Mozart – Maurerische Trauermusik
Wolfgang Amadeus Mozart (1756 – 1791) componeerde in 1785 als lid van de vrijmetselaars de Maurerische Trauermusik K 477 in c mineur. Hij zou dit orkestwerk gecomponeerd hebben voor de begrafenisplechtigheid op 17 november 1785 van twee loge broeders: Hertog van Mecklenburg en Graaf Franz Esterházy.

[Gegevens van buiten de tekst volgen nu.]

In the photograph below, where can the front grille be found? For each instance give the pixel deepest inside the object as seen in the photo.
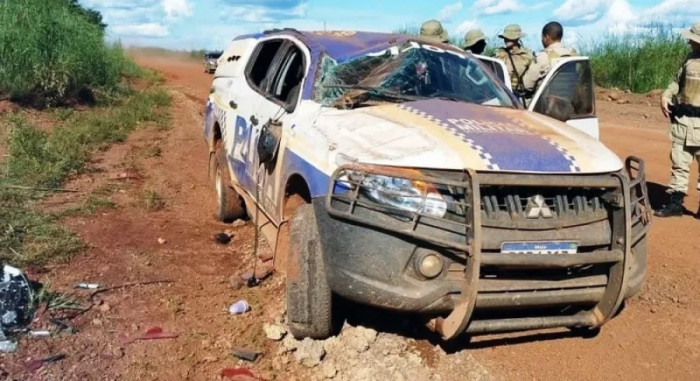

In 1784 trad Mozart toe tot de Weense vrijmetselarijloge. De vrijmetselarij was in de tijd van Mozart een vernieuwende beweging. Vrijmetselaars stonden met hun idealen vaak kritisch tegenover de gevestigde orde. De loges moesten daarom in het verborgene opereren. Mozart was zeer betrokken bij de vrijmetselarij. In veel van zijn muziek komen elementen en symbolen uit de vrijmetselarij naar voren.
De Maurerische Trauermusik is oorspronkelijk bedoeld voor de bezetting twee violen, twee altviolen, klarinet, bassethoorn, twee hobo’s, twee hoorns en bas. Mozart voegde later partijen toe voor twee extra bassethoorns en fagot, een instrumentatie die uniek was door Mozart voorgeschreven te worden. Het stuk duurt rond de vijf minuten.
De ruwe steen die een vrijmetselaar krijgt aangereikt moet tijdens zijn leven bewerkt worden tot een zuivere kubus. De symboliek is afkomstig uit vroegere bouwgilden. De passer en winkelhaak zijn uiterlijke kenmerken. Wijsheid, Kracht en Schoonheid zijn kernwoorden.